Bir anlığına koltukta öne kayarak elinden uzaklaşmayı düşünsem de sonra çok abartı bir tepki olacağını fark edip bu düşünceyi buruşturup çöpe attım. 

''Güvenli alanından çıkmak nasıl bir his prenses?''

''Tedirgin edici,'' diye itiraf ettim ve ekledim: ''Neden beni buraya getirdin?''

''Anlayacaksın. Ama her şeyin bir sırası var. Önce içkilerimizi seçelim,'' deyip boştaki eliyle masadaki tabletlerden birini aldı ve oradaki menüden içkilere göz gezdirmeye başladı. 

Ben de diğer tablete uzandım. Menüde sadece alkollü içecekler olmakla birlikte her içkinin adı, iskambil destesindeki bir kartın ismiydi. Ayrıca içkilerin fotoğraflarına bakılırsa hepsi fosforlu renklerdeydi. 
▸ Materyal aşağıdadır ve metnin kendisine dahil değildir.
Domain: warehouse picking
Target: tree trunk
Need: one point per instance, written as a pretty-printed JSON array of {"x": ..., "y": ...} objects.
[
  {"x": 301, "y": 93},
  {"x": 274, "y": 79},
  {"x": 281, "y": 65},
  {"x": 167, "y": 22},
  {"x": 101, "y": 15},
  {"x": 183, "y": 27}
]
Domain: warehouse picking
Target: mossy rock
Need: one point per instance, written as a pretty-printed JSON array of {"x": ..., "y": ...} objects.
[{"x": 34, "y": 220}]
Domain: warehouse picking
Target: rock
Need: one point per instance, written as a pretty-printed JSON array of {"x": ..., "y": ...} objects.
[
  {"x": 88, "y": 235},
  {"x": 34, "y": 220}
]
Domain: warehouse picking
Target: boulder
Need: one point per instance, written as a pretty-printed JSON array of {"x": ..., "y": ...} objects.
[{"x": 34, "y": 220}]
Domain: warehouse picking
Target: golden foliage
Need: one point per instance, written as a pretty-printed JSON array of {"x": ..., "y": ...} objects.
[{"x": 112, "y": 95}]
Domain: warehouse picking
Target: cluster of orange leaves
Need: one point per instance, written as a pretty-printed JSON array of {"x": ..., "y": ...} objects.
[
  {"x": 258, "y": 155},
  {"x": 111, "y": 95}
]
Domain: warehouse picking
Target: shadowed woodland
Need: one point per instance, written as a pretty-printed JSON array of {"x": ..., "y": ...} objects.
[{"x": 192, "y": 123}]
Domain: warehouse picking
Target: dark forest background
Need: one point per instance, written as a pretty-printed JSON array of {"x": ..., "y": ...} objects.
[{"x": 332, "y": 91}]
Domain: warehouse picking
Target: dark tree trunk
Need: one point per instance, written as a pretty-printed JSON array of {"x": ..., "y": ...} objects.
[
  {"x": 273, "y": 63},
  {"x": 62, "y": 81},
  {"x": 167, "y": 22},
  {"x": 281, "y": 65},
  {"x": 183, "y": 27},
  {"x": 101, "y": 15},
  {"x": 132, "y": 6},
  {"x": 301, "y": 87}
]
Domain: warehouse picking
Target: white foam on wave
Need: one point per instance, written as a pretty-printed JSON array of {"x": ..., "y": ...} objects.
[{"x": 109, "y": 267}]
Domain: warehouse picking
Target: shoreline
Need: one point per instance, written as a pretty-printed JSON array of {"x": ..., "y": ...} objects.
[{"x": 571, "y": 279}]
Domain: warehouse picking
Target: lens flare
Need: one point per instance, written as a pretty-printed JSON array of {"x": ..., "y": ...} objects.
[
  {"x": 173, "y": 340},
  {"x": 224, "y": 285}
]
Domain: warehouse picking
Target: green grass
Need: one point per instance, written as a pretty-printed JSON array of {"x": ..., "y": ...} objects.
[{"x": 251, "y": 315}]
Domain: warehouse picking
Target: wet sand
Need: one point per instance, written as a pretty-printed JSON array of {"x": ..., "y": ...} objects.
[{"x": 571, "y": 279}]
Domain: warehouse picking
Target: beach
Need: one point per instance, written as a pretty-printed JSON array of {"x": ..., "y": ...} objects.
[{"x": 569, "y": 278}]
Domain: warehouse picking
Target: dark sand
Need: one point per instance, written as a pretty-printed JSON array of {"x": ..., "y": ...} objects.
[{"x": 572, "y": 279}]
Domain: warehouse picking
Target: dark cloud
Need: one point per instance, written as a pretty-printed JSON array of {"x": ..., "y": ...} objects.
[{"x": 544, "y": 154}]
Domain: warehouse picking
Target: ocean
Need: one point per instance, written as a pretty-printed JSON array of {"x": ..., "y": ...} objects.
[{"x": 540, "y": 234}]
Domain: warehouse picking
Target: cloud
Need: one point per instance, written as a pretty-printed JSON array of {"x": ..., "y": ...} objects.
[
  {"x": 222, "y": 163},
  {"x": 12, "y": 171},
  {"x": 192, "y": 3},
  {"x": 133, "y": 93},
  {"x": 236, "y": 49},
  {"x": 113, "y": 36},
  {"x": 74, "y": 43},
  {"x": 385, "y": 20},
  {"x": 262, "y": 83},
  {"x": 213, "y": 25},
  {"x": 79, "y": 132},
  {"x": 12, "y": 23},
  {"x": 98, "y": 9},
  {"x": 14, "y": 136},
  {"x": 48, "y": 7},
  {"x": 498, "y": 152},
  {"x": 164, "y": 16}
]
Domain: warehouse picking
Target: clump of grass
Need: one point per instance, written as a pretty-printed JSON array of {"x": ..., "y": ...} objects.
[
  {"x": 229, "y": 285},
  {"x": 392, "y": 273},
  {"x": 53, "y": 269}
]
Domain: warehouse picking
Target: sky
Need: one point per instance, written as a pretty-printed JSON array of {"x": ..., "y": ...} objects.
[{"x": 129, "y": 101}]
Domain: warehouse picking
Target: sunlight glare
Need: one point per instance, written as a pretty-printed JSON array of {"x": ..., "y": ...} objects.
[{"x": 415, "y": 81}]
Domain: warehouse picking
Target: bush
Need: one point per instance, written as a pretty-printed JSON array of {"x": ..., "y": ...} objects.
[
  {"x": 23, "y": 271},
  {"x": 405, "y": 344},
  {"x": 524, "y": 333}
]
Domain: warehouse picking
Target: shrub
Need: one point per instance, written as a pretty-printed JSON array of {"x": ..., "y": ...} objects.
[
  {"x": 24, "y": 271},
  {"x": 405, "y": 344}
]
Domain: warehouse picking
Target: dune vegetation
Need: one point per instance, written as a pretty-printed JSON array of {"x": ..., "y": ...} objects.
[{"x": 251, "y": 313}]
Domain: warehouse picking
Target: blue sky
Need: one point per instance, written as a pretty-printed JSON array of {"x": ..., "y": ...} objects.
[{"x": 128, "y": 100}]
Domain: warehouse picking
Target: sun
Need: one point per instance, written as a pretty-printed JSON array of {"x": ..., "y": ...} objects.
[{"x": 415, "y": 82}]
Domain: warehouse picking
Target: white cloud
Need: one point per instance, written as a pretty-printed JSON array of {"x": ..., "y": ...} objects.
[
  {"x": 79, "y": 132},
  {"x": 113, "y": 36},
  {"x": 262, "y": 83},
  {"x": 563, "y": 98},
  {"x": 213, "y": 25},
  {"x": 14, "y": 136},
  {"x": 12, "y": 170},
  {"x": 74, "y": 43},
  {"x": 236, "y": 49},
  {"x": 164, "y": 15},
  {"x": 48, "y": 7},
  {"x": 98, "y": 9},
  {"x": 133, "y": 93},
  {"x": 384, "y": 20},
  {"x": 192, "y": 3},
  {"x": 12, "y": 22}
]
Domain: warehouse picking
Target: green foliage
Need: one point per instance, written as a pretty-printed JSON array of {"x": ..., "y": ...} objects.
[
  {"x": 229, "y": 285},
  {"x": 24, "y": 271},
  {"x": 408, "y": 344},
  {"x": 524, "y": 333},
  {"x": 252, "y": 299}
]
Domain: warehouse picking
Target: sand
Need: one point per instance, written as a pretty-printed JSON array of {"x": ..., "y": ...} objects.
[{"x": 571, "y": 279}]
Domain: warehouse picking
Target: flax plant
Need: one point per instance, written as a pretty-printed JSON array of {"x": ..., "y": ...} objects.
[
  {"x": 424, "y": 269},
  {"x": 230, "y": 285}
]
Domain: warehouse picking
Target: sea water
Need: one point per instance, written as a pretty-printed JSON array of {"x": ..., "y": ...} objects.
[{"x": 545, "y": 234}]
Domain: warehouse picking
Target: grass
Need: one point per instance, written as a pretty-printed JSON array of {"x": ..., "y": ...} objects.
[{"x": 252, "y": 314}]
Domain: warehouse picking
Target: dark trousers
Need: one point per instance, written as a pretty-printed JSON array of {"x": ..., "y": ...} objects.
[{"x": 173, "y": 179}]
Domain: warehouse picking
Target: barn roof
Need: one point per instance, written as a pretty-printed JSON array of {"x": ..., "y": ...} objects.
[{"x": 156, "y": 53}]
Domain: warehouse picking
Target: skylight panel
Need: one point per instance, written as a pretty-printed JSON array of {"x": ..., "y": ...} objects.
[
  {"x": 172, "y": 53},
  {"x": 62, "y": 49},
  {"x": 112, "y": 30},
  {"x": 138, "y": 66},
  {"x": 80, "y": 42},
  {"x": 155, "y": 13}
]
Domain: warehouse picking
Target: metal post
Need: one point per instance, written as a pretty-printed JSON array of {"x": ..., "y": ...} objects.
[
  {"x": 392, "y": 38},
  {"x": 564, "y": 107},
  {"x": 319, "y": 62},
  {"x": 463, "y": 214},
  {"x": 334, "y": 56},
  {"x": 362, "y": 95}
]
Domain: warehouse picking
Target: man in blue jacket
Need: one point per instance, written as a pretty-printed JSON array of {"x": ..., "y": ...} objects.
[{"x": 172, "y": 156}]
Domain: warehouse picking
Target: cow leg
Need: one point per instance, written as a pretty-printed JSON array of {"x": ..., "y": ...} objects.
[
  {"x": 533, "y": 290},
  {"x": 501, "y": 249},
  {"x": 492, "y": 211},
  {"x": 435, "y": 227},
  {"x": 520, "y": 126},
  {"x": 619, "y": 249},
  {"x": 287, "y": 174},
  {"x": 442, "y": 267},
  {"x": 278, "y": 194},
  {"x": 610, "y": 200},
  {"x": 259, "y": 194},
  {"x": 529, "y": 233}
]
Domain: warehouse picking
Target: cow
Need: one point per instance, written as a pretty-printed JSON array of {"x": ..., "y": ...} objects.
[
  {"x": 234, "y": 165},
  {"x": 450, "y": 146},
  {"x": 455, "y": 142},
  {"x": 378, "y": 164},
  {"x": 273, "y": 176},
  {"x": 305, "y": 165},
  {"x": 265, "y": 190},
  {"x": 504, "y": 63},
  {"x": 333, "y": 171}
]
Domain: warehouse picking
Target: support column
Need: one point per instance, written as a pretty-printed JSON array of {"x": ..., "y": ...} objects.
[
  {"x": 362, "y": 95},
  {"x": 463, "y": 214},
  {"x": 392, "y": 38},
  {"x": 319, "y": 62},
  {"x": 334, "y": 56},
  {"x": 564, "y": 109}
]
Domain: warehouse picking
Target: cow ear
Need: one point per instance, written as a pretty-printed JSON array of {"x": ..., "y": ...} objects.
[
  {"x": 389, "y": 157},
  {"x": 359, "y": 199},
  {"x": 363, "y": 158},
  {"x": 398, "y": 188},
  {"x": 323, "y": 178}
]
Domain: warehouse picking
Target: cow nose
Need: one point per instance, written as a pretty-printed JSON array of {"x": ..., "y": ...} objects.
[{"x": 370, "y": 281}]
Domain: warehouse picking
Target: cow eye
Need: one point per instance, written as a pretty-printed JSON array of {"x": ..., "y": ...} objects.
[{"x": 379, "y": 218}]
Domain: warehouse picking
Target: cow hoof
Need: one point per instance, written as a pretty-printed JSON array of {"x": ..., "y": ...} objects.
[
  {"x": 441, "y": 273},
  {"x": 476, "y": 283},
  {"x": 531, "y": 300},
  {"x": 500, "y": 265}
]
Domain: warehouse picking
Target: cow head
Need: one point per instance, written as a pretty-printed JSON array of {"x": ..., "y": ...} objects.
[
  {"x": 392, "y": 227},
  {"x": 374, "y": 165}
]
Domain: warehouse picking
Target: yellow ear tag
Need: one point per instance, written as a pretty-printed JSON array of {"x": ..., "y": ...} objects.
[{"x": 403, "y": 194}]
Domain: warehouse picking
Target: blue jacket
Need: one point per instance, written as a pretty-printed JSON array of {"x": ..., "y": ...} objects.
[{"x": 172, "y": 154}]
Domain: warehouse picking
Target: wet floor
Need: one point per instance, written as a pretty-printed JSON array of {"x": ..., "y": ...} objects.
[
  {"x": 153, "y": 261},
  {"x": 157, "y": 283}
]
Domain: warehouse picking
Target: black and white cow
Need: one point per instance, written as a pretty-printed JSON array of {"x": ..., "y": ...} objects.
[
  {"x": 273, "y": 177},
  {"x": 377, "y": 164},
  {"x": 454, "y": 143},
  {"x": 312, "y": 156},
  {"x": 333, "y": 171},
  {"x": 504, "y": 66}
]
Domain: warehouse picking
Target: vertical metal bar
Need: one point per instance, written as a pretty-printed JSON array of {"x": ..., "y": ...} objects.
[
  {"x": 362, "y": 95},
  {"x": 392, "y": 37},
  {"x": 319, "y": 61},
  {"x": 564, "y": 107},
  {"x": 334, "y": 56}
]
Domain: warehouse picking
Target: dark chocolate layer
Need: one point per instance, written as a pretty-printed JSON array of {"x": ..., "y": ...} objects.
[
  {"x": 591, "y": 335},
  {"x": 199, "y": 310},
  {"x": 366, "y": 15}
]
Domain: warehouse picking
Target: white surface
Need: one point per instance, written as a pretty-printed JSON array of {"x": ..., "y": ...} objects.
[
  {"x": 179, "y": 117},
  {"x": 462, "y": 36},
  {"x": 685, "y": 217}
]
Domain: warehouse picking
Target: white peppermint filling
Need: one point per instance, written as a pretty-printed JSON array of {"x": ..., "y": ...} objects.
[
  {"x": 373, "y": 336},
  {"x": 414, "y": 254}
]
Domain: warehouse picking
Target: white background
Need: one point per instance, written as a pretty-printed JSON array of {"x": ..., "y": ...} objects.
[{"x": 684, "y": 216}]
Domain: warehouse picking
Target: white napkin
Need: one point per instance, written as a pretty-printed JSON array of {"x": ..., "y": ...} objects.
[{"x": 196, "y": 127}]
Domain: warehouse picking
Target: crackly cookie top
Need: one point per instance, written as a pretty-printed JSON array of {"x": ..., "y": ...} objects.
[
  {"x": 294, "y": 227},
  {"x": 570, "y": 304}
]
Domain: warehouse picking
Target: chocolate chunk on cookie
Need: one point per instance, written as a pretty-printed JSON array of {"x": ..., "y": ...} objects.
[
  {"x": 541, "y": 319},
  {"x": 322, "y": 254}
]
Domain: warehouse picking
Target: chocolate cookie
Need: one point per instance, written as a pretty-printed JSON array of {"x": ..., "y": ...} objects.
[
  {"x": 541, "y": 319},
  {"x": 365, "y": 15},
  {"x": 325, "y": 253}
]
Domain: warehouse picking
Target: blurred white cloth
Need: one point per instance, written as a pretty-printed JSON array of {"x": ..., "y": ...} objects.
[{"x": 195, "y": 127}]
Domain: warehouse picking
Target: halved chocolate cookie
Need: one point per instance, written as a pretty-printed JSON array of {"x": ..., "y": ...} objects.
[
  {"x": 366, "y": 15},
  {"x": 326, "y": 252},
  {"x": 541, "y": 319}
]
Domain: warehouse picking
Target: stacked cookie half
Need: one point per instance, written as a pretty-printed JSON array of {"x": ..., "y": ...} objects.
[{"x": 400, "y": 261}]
''Ne alacaksın?'' diye sordu İlker.

''Kara As,'' diye cevapladım. İçeriklerini okuduğum içkilerin arasında en güvenlisi buydu. Ya da bana gelmişti, bilemiyordum.

''Kara As mı?'' dedi İlker alayla gözlerini devirirken. Ardından, ''Menüdeki en sıkıcı içkiyi bulmuşsun, tebrikler!'' dedi alkışlayarak.

''Ne olmuş en sıkıcısıysa?'' diye savundum kendimi. 

Sorumu duymazdan geldi. ''Hadi bana eşlik et, beraber Joker içelim.''

Bahsettiği içkiyi menüde bulup inceledim. ''Bu beni kolay sarhoş edecek bir şeye benziyor, o yüzden hayır.''

Tam o sırada bir çalışan yanımıza gelip siparişlerimizi sorduğunda, ''2 Joker alacağız,'' diye cevapladı İlker.

''Hayır ben-''

İlker cümlemi bitirmeme izin vermeyip, ''2 Joker. Hızlı gelsin,'' dedi kesin bir sesle.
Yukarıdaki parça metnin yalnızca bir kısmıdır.